スウェーデンの大手銀行スウェドバンクは3月28日、ビギット・ボネセン最高経営責任者(CEO)を解任したと発表した。スウェドバンクをめぐっては、デンマークのダンスケ銀行による最大2,000億ユーロの資金洗浄疑惑に関与した疑いが浮上し、地元当局や米金融当局が調査を進めている。同行に対する追求が本格化する中、主要株主からボネセン氏の解任を求める声が高まっていた。
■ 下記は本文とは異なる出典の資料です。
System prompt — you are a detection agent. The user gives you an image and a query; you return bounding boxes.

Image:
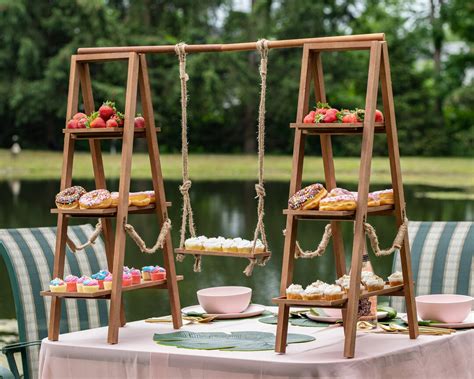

スウェーデン公共放送SVTが27日報じたところによると、スウェドバンクは2016年4月、世界の政治家や富豪らによる租税回避の実態が明るみに出た「パナマ文書」に関連し、米ニューヨーク州金融サービス局(DFS)から資金洗浄が疑われる取引をすべて報告するよう要請を受けた。スウェドバンクは特に問題となる取引はなかったと報告したが、DFSは報告内容が不十分だったとして同行に対する調査を開始した。
SVTが入手した内部資料によると、実際にはパナマの法律事務所モサック・フォンセカと関係のある100社以上が同行を通じて取引を行っていた。ダンスケ銀行による資金洗浄との関連性が疑われるスウェドバンクでの取引額は、10~16年にかけて最大200億ユーロに上ったとされる。スウェドバンクを利用して資金洗浄が疑われる資金移転を行った顧客には、トランプ米大統領の元選対本部長で、脱税などの罪で服役中のポール・マナフォート被告などが含まれているもようだ。
スウェドバンクは声明で「ここ数日の動きを受けて(ボネセン氏解任の)圧力が高まっていた」と説明。アンデシュ・カールソン最高財務責任者(CFO)が暫定CEOに就任し、事態収拾にあたることを明らかにした。